With five Tony Award Nominations and an Oscar – as well as a nomination for a second – Estelle Parsons can afford to be choosy about the roles she takes on. Currently, she is preparing to walk onto the stage at Palm Beach Dramaworks as Mathilde in Israel Horovitz’s My Old Lady, which opens in West Palm Beach on Dec. 5.

“I thought it would be really fun to see if I could play a French woman,” she says, by way of explaining her decision to do the show. “I love the character. She’s everything you hope a French woman will be.”

Parsons rolls up her sleeves and gets to work long before the formal rehearsal process begins. “I read a script a few times and then it just kind of takes me over,” she says. After gently slipping the skin of a new persona on for size, she gradually begins to flesh the character out. “I kind of watch myself and see what’s going to happen.”

As she has gotten to know Mathilde, Parsons says she has felt a growing sense of serenity in her own life. “It’s interesting to me that I feel that way. I feel very accepting of a lot of things, which is I think the way she is. She seems to be this really serene person. She listens carefully and is very intellectually alert.”

At times, Parsons sounds like she is referring to a flesh-and-blood woman she has had the good fortune to meet rather than a character in a play. She laughs often and expresses her admiration for Mathilde’s accomplishments. “I think she’s quite a person actually, which doesn’t show up in the play but will show up in the characterization,” she says.

The playwright may have given birth to the character but it is up to Parsons to bring her to life on the stage.
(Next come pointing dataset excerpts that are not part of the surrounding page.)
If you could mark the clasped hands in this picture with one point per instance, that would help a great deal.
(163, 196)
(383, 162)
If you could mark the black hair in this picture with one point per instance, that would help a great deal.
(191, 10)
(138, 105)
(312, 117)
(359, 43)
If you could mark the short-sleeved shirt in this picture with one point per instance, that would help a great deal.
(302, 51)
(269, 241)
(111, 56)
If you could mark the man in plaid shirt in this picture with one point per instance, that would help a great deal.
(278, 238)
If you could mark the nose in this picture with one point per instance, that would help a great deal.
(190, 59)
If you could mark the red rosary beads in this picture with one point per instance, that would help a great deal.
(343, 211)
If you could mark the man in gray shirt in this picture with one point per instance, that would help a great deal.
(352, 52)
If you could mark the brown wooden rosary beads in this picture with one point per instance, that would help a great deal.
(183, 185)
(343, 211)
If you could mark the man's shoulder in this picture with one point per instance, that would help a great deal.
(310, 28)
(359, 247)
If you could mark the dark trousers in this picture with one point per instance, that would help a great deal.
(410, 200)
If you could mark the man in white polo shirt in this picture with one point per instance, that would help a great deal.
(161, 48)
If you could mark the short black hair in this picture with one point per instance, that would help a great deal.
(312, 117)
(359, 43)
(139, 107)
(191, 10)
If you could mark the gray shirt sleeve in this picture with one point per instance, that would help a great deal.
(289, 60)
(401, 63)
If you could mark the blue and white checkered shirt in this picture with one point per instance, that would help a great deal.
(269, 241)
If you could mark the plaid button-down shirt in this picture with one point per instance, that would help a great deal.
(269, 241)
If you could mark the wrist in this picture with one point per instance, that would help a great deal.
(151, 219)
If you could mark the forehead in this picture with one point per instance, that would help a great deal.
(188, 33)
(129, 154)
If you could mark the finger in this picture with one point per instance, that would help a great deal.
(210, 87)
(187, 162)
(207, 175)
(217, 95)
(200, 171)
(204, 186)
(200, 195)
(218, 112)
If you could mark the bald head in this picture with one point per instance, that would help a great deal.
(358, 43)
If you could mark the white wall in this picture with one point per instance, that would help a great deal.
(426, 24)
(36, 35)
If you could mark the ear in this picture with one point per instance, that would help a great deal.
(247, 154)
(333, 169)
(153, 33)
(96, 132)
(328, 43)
In order to do that, she has been brushing up on all things French; reading, listening to tapes, thinking trés deep thoughts. “She [Mathilde] has already made me feel like a much more interesting person than I am – just from working on the play a little bit.”
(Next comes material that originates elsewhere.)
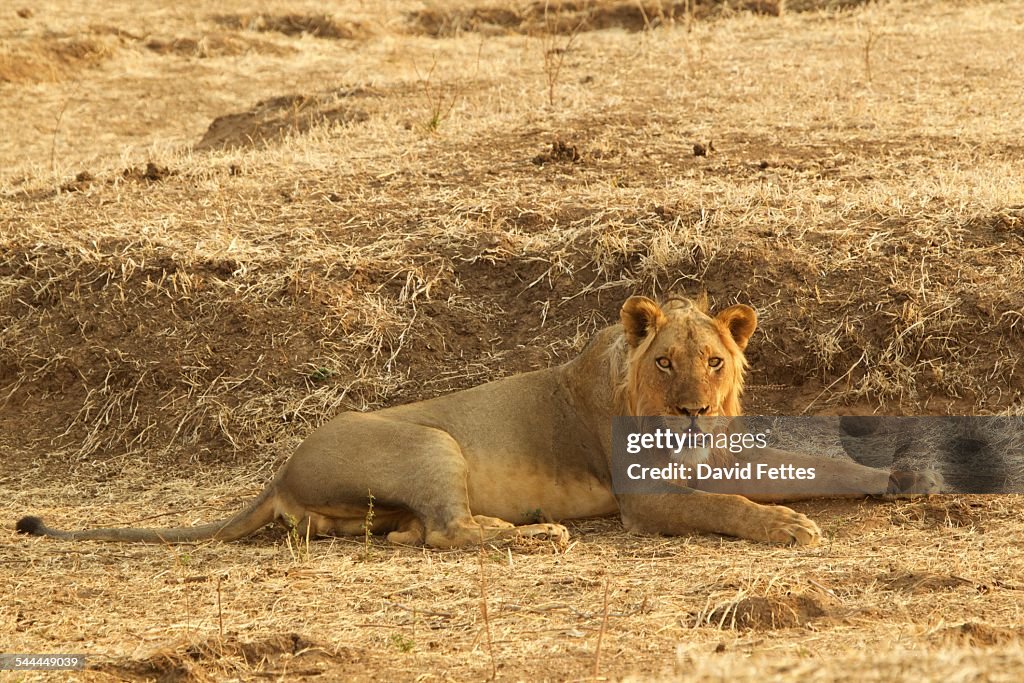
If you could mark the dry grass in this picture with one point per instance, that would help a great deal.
(388, 211)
Most would agree that Parsons is plenty interesting without having to utter a single word of French or raise a single eyebrow in that quintessential way French women have. She has intrigued, intimidated and inspired movie, TV and theater audiences for more than five decades. She herself has been inspired by director Arthur Penn (“My work just blossomed with him,” she says.) and Lee Strasberg, the legendary artistic director of the Actors Studio (“Twenty years of the Studio working for him or just sitting there in the sessions listening to him changed my ideas about theater and the depth and beauty of acting as an art form.”). Parsons eventually followed in Strasberg’s footsteps, serving as artistic director of the Actors Studio from 1998 to 2003. In 2004, she was inducted into the American Theatre Hall of Fame.
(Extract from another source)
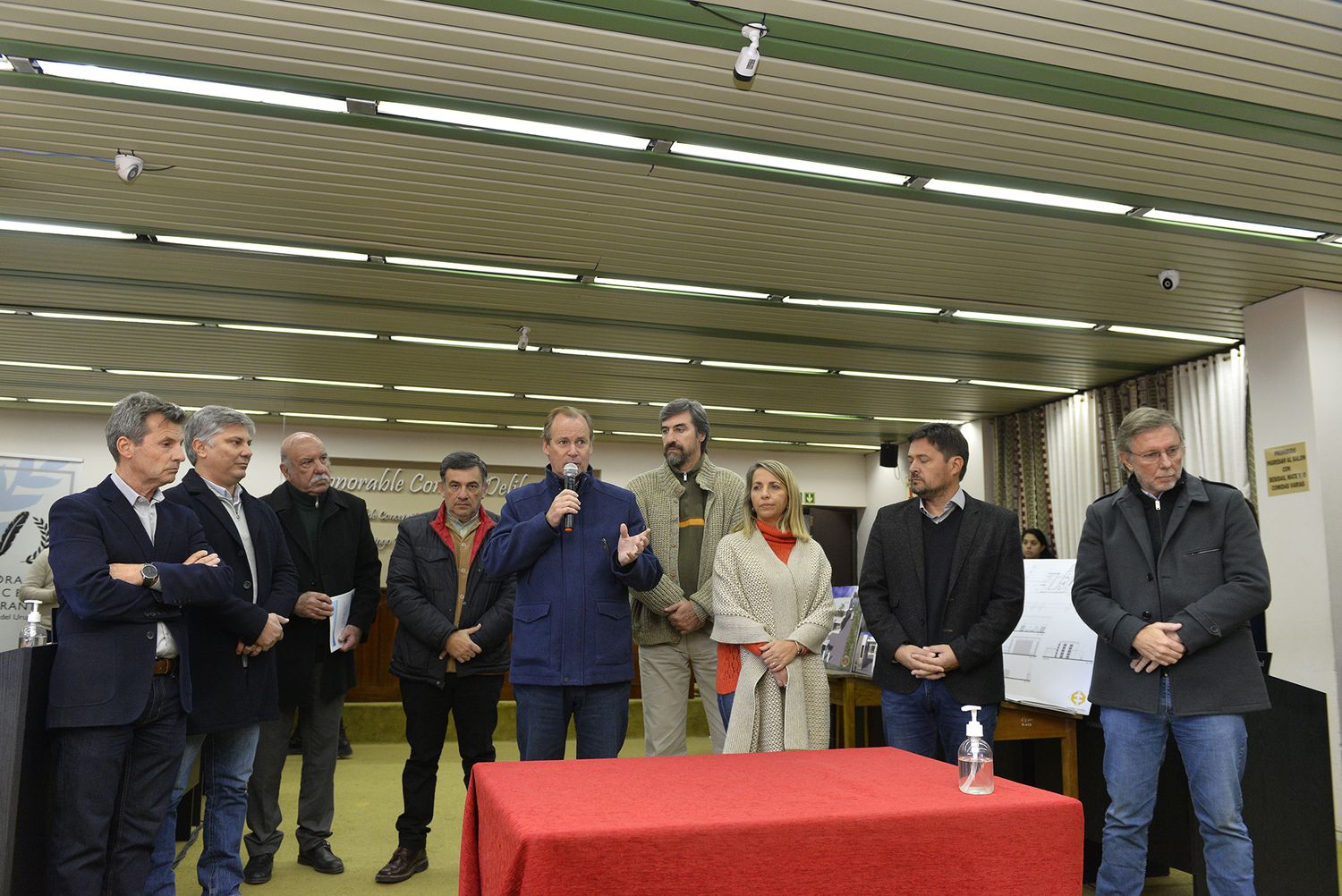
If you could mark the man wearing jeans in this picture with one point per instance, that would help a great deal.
(1168, 573)
(942, 587)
To say she is still going strong is an understatement. She works out six days a week (“On the seventh day I rest,” she says. “I thought the Lord had a good idea there.”). She doesn’t consider the physical conditioning part of her preparation process for taking the stage, though.

“I’ve never done much in preparation for a performance specifically but lie down and take a nap,” she says. “When I was younger, I was so nervous before I worked, I’d have to lie down. Otherwise I thought my heart would just break in my body; it was pounding so hard. It’s not stage fright exactly; it’s just the anticipation of trying to achieve something.”